Of course, this should be rewritten according the DRY-principle:

        private Expression checkForFootnote(ParameterExpression param, char footnoteCode) {
            static MethodInfo indexOfMethod = typeof(string).GetMethod("IndexOf", newType[] { typeof(char) });
        
            return Expression.NotEqual(
                                Expression.Constant(-1),
                                Expression.Call(
                                        Expression.Property(param, "Footnotes"),
                                        indexOfMethod,
                                        Expression.Constant(footnoteCode)));
        }
        
        var optionsString = "BDF";
        // Build the first request
        var builtExpression = checkForFootnote(param, optionsString[0]);
        
        // Build the subsequent OR parts
        foreach(char option in optionsString.substring(1)) {
            builtExpression = Expression.Or(
                    builtExpression,
                    checkForFootnote(param, option);
        }
        

This gets us 90% of the way to where I need to be. The only thing we're missing is the exclude option. In my implementation, exclude is equal to true when I want it active, and false otherwise, which means it must be negated in order to meet the requirement above.
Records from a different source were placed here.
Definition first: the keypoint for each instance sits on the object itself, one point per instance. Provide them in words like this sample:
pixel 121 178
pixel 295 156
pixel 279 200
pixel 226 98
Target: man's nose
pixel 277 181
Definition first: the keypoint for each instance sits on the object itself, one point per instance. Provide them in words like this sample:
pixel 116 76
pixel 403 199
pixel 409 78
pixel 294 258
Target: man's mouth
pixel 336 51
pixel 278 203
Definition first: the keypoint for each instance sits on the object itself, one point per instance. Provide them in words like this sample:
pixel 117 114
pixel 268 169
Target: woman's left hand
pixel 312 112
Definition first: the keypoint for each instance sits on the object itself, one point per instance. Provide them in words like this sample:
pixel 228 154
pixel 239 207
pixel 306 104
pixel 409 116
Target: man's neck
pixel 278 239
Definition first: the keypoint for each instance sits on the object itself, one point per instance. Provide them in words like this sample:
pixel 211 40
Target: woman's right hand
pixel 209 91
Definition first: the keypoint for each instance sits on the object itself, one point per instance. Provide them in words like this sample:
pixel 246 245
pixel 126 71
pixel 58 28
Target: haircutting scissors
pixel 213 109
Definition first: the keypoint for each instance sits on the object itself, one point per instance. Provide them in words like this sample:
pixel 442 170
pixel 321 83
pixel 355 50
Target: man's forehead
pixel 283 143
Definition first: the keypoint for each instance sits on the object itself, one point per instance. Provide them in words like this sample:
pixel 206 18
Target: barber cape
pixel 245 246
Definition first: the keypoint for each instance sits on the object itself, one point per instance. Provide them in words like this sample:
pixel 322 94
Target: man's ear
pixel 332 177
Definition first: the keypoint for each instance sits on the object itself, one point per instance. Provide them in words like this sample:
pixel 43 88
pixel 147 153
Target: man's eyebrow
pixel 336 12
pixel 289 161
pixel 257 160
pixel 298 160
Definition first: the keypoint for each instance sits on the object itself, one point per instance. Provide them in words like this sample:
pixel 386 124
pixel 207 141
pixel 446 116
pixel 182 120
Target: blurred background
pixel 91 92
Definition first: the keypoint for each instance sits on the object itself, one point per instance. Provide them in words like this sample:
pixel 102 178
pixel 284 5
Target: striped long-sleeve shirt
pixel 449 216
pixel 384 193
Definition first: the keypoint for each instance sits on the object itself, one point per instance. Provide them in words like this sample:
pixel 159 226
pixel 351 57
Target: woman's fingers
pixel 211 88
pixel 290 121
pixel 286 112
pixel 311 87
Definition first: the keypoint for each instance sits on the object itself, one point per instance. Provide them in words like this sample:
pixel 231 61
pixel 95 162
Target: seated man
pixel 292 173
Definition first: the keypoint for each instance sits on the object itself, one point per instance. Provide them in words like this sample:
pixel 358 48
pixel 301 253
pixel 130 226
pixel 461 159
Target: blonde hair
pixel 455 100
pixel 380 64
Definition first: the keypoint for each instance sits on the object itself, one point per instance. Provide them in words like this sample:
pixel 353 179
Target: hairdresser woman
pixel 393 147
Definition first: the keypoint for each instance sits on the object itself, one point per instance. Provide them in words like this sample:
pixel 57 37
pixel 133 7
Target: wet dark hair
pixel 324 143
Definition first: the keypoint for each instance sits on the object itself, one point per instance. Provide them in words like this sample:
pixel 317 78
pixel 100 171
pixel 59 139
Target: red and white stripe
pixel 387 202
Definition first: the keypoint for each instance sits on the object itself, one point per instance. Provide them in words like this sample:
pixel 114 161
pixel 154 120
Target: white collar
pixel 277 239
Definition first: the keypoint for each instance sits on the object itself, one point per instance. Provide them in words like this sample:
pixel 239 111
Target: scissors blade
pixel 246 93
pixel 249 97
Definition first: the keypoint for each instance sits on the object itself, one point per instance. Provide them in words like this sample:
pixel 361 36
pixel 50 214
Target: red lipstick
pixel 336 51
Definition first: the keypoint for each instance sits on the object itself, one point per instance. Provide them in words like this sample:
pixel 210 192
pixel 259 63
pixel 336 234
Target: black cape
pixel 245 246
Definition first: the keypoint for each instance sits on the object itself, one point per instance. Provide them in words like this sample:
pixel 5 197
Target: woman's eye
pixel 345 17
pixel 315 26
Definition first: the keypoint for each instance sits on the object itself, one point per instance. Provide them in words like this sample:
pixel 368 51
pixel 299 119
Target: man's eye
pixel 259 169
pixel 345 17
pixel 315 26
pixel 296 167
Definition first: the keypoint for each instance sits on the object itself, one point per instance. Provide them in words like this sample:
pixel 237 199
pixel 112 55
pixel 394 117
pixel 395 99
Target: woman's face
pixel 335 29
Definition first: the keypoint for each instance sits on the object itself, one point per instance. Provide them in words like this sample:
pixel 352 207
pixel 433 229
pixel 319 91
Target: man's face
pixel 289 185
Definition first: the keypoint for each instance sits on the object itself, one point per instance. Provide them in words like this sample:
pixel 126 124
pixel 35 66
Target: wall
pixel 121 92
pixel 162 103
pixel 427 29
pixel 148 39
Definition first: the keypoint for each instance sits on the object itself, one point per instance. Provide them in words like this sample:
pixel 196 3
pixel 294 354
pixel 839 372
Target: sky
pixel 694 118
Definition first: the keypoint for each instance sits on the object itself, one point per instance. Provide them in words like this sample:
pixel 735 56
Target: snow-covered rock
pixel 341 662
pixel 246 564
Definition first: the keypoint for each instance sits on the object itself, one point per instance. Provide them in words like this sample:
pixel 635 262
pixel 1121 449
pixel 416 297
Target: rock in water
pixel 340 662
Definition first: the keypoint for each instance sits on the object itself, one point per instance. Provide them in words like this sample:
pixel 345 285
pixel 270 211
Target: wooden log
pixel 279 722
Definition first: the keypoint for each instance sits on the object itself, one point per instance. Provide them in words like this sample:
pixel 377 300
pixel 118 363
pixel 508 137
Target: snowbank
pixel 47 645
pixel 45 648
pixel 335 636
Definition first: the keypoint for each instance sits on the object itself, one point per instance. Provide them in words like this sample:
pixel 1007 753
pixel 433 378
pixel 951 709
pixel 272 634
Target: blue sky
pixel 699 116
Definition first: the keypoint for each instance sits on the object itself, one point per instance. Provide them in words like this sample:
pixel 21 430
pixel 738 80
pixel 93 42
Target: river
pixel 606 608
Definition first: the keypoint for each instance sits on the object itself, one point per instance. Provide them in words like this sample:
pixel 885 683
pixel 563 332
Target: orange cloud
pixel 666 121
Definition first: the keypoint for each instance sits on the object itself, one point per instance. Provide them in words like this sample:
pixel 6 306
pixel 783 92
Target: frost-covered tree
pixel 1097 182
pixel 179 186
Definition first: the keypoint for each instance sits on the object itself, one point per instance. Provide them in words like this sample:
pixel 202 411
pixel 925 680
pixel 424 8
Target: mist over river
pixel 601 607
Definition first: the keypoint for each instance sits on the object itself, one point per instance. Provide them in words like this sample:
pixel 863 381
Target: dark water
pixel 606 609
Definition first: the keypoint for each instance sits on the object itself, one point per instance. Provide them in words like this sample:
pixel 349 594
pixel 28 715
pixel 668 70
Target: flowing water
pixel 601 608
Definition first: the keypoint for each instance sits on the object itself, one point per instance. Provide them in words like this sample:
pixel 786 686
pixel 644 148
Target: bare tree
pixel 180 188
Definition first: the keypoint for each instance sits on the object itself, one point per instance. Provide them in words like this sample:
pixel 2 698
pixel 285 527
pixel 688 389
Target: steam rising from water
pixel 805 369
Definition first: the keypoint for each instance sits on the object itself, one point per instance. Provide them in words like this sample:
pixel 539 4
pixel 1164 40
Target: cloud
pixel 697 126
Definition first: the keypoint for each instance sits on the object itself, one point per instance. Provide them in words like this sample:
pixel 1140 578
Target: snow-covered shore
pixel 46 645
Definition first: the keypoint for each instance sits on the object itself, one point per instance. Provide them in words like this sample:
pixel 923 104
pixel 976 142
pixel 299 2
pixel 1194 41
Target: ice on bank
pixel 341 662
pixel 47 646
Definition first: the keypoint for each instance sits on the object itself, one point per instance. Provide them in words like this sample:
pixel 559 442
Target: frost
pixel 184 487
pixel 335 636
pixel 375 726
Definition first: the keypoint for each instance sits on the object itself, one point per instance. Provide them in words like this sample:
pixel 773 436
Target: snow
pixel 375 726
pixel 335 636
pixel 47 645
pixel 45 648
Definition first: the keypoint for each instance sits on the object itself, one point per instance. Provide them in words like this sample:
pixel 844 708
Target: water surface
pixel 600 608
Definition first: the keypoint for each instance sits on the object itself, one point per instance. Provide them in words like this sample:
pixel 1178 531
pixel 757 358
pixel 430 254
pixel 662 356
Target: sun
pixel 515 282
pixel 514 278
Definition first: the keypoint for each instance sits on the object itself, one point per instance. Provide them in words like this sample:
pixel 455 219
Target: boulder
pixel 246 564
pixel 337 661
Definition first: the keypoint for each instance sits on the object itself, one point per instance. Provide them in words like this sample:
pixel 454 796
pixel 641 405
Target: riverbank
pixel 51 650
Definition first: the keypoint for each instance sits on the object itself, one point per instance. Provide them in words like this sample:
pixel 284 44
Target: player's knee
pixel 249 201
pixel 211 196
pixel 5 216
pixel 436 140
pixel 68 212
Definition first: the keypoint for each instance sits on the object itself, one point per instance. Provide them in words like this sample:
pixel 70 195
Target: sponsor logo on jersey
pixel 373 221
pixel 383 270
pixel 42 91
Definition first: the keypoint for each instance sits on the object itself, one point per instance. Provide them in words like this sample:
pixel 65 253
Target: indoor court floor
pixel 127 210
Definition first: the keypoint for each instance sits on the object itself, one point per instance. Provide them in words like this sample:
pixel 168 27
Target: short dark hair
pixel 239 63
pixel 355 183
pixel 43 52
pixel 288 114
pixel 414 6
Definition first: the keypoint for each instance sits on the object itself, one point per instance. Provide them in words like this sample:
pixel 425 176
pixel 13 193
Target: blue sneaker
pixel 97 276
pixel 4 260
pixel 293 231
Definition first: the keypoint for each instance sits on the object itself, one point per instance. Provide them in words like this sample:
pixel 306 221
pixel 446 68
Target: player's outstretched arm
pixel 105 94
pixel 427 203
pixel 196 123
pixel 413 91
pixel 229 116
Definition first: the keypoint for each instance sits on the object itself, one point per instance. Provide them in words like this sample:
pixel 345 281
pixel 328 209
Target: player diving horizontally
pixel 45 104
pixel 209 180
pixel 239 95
Remember in this case, the boolean expression we want is: !exclude && (footnoteCheck) where footnoteCheck is the expression constructed above.

        builtExpression = Expression.And(
                builtExpression,
                Expression.Not(Expression.Constant(exclude)));
        

At this point, we've built the entire expression in a way that can be sent to LINQ for conversion into dynamically generated SQL. After this was done, I saw a dramatic increase in speed on footnote-only searches via our search page as I'm letting my SQL Server do the work it was designed to do. More than that, I've been able to deconstruct a method to show that nearly ANY data processing problem can be solved in LINQ, only requiring a bit more thought.